4.2.2 Age estimation experiments

We also compare the proposed approach with the state-of-the-art age estimation algorithms such as appearance and age specific (AAS) (Lanitis et al. 2002), KPLS (Guo and Mus 2011), hierarchical age estimation using SVM-SVR (Han et al. 2015; Liang et al. 2014; Pontes et al. 2016; Thukral et al. 2012) and a few deep learning methods (Huo et al. 2016; Wang et al. 2015). Table 3 shows the comparison study among proposed approach and various state-of-the-art approaches in terms of MAE and CS at 5 years error. Clearly, the proposed method has a better MAE and CS than the competing approaches.

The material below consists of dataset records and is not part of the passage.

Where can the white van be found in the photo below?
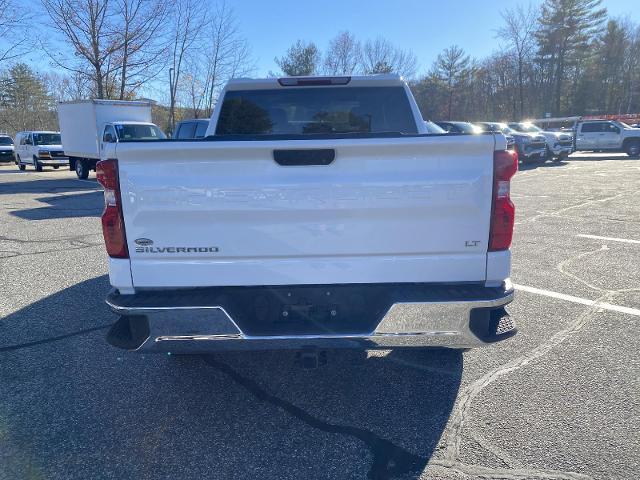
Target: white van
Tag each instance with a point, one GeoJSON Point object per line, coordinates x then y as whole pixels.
{"type": "Point", "coordinates": [39, 148]}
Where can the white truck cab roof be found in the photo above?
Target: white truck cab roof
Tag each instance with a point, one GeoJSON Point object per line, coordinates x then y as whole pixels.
{"type": "Point", "coordinates": [382, 80]}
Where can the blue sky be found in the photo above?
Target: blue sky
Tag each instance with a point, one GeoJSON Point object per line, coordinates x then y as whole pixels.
{"type": "Point", "coordinates": [424, 26]}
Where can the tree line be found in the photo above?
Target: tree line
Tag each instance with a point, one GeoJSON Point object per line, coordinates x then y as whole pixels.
{"type": "Point", "coordinates": [561, 57]}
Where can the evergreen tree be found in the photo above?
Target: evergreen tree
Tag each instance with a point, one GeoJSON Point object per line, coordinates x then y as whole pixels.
{"type": "Point", "coordinates": [566, 30]}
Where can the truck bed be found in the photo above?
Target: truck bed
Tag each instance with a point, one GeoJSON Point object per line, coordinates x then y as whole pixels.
{"type": "Point", "coordinates": [224, 213]}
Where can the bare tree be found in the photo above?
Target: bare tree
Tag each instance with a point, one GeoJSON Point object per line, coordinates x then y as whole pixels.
{"type": "Point", "coordinates": [13, 39]}
{"type": "Point", "coordinates": [344, 55]}
{"type": "Point", "coordinates": [187, 22]}
{"type": "Point", "coordinates": [300, 59]}
{"type": "Point", "coordinates": [518, 31]}
{"type": "Point", "coordinates": [85, 24]}
{"type": "Point", "coordinates": [380, 56]}
{"type": "Point", "coordinates": [139, 25]}
{"type": "Point", "coordinates": [66, 87]}
{"type": "Point", "coordinates": [227, 56]}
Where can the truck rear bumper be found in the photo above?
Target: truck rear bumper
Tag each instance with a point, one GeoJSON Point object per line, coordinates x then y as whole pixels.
{"type": "Point", "coordinates": [322, 316]}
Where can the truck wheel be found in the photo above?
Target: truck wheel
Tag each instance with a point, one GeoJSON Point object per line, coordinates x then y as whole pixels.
{"type": "Point", "coordinates": [82, 171]}
{"type": "Point", "coordinates": [633, 149]}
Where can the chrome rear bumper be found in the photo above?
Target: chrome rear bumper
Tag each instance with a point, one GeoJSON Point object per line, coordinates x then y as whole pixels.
{"type": "Point", "coordinates": [446, 316]}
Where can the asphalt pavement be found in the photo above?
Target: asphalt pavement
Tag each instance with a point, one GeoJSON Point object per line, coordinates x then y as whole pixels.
{"type": "Point", "coordinates": [561, 400]}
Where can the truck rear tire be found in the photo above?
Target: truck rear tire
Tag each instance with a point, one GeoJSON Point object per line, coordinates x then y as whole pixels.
{"type": "Point", "coordinates": [632, 149]}
{"type": "Point", "coordinates": [82, 169]}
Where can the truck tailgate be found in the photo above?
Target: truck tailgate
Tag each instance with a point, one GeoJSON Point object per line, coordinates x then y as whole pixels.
{"type": "Point", "coordinates": [207, 213]}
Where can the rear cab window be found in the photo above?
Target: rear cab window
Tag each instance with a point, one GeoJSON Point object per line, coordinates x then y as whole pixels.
{"type": "Point", "coordinates": [186, 131]}
{"type": "Point", "coordinates": [592, 127]}
{"type": "Point", "coordinates": [316, 111]}
{"type": "Point", "coordinates": [201, 129]}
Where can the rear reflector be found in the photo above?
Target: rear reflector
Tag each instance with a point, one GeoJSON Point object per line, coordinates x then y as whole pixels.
{"type": "Point", "coordinates": [112, 221]}
{"type": "Point", "coordinates": [505, 166]}
{"type": "Point", "coordinates": [312, 81]}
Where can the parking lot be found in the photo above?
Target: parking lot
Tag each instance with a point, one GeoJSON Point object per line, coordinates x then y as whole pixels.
{"type": "Point", "coordinates": [561, 400]}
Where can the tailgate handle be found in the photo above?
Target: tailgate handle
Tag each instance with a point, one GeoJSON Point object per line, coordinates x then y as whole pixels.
{"type": "Point", "coordinates": [315, 156]}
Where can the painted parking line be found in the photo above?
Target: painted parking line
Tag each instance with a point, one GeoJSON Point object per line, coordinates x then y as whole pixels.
{"type": "Point", "coordinates": [581, 301]}
{"type": "Point", "coordinates": [610, 239]}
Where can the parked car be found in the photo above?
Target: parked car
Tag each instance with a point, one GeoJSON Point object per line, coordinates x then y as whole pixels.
{"type": "Point", "coordinates": [433, 128]}
{"type": "Point", "coordinates": [496, 127]}
{"type": "Point", "coordinates": [607, 136]}
{"type": "Point", "coordinates": [559, 144]}
{"type": "Point", "coordinates": [187, 129]}
{"type": "Point", "coordinates": [90, 129]}
{"type": "Point", "coordinates": [40, 149]}
{"type": "Point", "coordinates": [459, 127]}
{"type": "Point", "coordinates": [289, 227]}
{"type": "Point", "coordinates": [530, 146]}
{"type": "Point", "coordinates": [7, 150]}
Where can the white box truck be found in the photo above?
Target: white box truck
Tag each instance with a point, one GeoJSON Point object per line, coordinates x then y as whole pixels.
{"type": "Point", "coordinates": [90, 127]}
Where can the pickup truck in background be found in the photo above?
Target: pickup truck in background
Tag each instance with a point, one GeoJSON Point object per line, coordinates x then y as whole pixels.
{"type": "Point", "coordinates": [559, 144]}
{"type": "Point", "coordinates": [91, 128]}
{"type": "Point", "coordinates": [318, 212]}
{"type": "Point", "coordinates": [607, 136]}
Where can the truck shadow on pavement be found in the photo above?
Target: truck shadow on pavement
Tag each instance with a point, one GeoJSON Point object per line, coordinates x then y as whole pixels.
{"type": "Point", "coordinates": [72, 406]}
{"type": "Point", "coordinates": [88, 204]}
{"type": "Point", "coordinates": [48, 185]}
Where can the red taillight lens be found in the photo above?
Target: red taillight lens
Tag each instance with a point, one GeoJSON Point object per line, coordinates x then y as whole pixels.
{"type": "Point", "coordinates": [505, 166]}
{"type": "Point", "coordinates": [112, 220]}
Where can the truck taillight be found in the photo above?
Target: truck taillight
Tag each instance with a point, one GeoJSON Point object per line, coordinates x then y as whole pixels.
{"type": "Point", "coordinates": [505, 166]}
{"type": "Point", "coordinates": [112, 220]}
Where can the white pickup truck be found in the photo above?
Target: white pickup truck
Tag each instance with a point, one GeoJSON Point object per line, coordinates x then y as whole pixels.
{"type": "Point", "coordinates": [609, 136]}
{"type": "Point", "coordinates": [318, 212]}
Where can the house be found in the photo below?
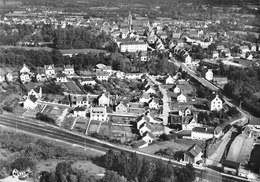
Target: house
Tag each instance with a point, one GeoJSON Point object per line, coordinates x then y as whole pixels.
{"type": "Point", "coordinates": [215, 102]}
{"type": "Point", "coordinates": [202, 133]}
{"type": "Point", "coordinates": [145, 127]}
{"type": "Point", "coordinates": [30, 102]}
{"type": "Point", "coordinates": [187, 59]}
{"type": "Point", "coordinates": [121, 108]}
{"type": "Point", "coordinates": [25, 69]}
{"type": "Point", "coordinates": [189, 122]}
{"type": "Point", "coordinates": [244, 49]}
{"type": "Point", "coordinates": [193, 155]}
{"type": "Point", "coordinates": [79, 100]}
{"type": "Point", "coordinates": [220, 80]}
{"type": "Point", "coordinates": [40, 77]}
{"type": "Point", "coordinates": [145, 97]}
{"type": "Point", "coordinates": [133, 46]}
{"type": "Point", "coordinates": [230, 166]}
{"type": "Point", "coordinates": [103, 99]}
{"type": "Point", "coordinates": [49, 70]}
{"type": "Point", "coordinates": [185, 111]}
{"type": "Point", "coordinates": [36, 92]}
{"type": "Point", "coordinates": [68, 70]}
{"type": "Point", "coordinates": [169, 80]}
{"type": "Point", "coordinates": [98, 113]}
{"type": "Point", "coordinates": [87, 81]}
{"type": "Point", "coordinates": [148, 137]}
{"type": "Point", "coordinates": [136, 108]}
{"type": "Point", "coordinates": [2, 75]}
{"type": "Point", "coordinates": [215, 54]}
{"type": "Point", "coordinates": [25, 77]}
{"type": "Point", "coordinates": [153, 103]}
{"type": "Point", "coordinates": [61, 77]}
{"type": "Point", "coordinates": [135, 76]}
{"type": "Point", "coordinates": [149, 90]}
{"type": "Point", "coordinates": [102, 75]}
{"type": "Point", "coordinates": [9, 77]}
{"type": "Point", "coordinates": [208, 74]}
{"type": "Point", "coordinates": [141, 120]}
{"type": "Point", "coordinates": [181, 97]}
{"type": "Point", "coordinates": [176, 89]}
{"type": "Point", "coordinates": [80, 112]}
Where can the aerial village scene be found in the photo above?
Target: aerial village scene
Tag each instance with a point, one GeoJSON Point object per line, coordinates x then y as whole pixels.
{"type": "Point", "coordinates": [134, 91]}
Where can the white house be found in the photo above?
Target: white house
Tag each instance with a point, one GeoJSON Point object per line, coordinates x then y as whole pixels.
{"type": "Point", "coordinates": [148, 137]}
{"type": "Point", "coordinates": [69, 70]}
{"type": "Point", "coordinates": [36, 92]}
{"type": "Point", "coordinates": [25, 69]}
{"type": "Point", "coordinates": [25, 77]}
{"type": "Point", "coordinates": [102, 75]}
{"type": "Point", "coordinates": [189, 122]}
{"type": "Point", "coordinates": [80, 112]}
{"type": "Point", "coordinates": [145, 97]}
{"type": "Point", "coordinates": [121, 108]}
{"type": "Point", "coordinates": [193, 154]}
{"type": "Point", "coordinates": [202, 133]}
{"type": "Point", "coordinates": [98, 113]}
{"type": "Point", "coordinates": [149, 90]}
{"type": "Point", "coordinates": [61, 77]}
{"type": "Point", "coordinates": [215, 54]}
{"type": "Point", "coordinates": [49, 70]}
{"type": "Point", "coordinates": [209, 75]}
{"type": "Point", "coordinates": [169, 80]}
{"type": "Point", "coordinates": [103, 99]}
{"type": "Point", "coordinates": [30, 102]}
{"type": "Point", "coordinates": [188, 60]}
{"type": "Point", "coordinates": [79, 100]}
{"type": "Point", "coordinates": [132, 76]}
{"type": "Point", "coordinates": [215, 102]}
{"type": "Point", "coordinates": [87, 81]}
{"type": "Point", "coordinates": [9, 77]}
{"type": "Point", "coordinates": [177, 89]}
{"type": "Point", "coordinates": [153, 103]}
{"type": "Point", "coordinates": [181, 98]}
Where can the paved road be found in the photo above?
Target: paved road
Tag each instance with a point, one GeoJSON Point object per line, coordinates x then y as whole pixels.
{"type": "Point", "coordinates": [58, 134]}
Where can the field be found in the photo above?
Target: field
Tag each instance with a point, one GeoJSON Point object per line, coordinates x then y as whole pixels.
{"type": "Point", "coordinates": [53, 111]}
{"type": "Point", "coordinates": [93, 126]}
{"type": "Point", "coordinates": [81, 125]}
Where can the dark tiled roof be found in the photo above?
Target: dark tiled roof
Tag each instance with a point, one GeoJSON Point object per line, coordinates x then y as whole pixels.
{"type": "Point", "coordinates": [203, 130]}
{"type": "Point", "coordinates": [80, 109]}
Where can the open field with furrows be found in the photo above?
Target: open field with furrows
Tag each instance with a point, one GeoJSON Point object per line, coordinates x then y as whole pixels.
{"type": "Point", "coordinates": [93, 126]}
{"type": "Point", "coordinates": [240, 149]}
{"type": "Point", "coordinates": [81, 125]}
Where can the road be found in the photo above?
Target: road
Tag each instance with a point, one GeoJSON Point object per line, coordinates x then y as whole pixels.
{"type": "Point", "coordinates": [61, 135]}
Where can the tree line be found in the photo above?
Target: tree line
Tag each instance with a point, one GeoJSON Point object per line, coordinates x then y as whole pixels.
{"type": "Point", "coordinates": [136, 168]}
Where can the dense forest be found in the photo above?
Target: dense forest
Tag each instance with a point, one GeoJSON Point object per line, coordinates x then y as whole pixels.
{"type": "Point", "coordinates": [136, 168]}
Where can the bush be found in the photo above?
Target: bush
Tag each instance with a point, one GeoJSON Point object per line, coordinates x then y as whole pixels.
{"type": "Point", "coordinates": [23, 163]}
{"type": "Point", "coordinates": [8, 108]}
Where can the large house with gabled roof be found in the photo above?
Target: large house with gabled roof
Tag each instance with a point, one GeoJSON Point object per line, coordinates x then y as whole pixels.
{"type": "Point", "coordinates": [49, 70]}
{"type": "Point", "coordinates": [193, 154]}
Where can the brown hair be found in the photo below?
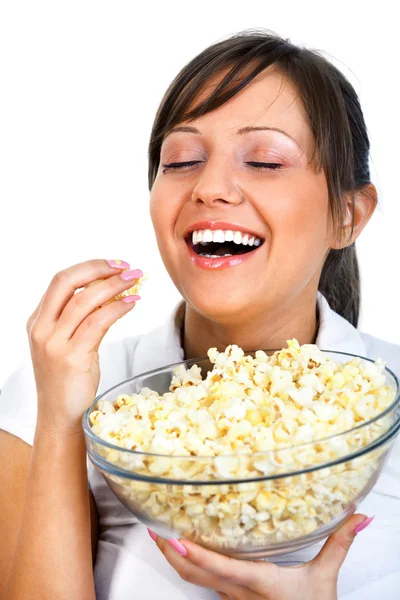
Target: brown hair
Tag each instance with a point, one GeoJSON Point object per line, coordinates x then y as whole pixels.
{"type": "Point", "coordinates": [335, 117]}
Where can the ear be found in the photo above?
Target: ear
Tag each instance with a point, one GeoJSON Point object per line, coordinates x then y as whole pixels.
{"type": "Point", "coordinates": [365, 202]}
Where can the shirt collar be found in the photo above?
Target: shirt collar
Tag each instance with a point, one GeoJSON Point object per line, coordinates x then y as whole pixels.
{"type": "Point", "coordinates": [162, 346]}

This indicates that the proposed aging subspace provides discriminative aging feature and about 79% of the age predictions from it do not differ more than 5 years from the ground truth. Therefore, the proposed subspace learning from HFA model represents a robust aging manifold. In the proposed work, we have found two components from the local feature vector, i.e., identity and age factor, while all other facial attributes are consider as noise components. Analysis of effect of other facial attributes such as ethnicity, pose and gender on the age estimation is a viable future scope of this work. Various optimization techniques such as Abualigah et al. (2022, 2021a, 2021b); Abualigah (2019) are available are in the literature. Such optimization techniques can be further explored for age estimation.

5 Conclusion

In this paper, we have proposed a probabilistic HFA approach to address the challenging problem of age estimation. The HFA model has been widely used in many AIFR systems, it the first time we have proposed the HFA model to learn a low-dimensional aging manifold. The basic idea of the proposed model is to pursue a robust aging manifold and corresponding aging feature descriptor from the age component of the HFA model. Experimentally we have shown that the proposed age estimation scheme is hardly dependent on the identity subspace dimension. This implies, the HFA-based aging manifold is not person dependent. Extensive experiments conducted on MORPH Album II demonstrate that proposed subspace can extract discriminative aging features for age estimation. Experimental results also demonstrate the effectiveness and robustness of the proposed aging manifold on different regression algorithms. It is encouraging and also interesting to see that our method surpasses the state-of-the-art methods including deep learning approaches. Analyzing impact of ethnicity and other facial attributes using ethnicity and other components of revised HFA model is a viable extension of the proposed work.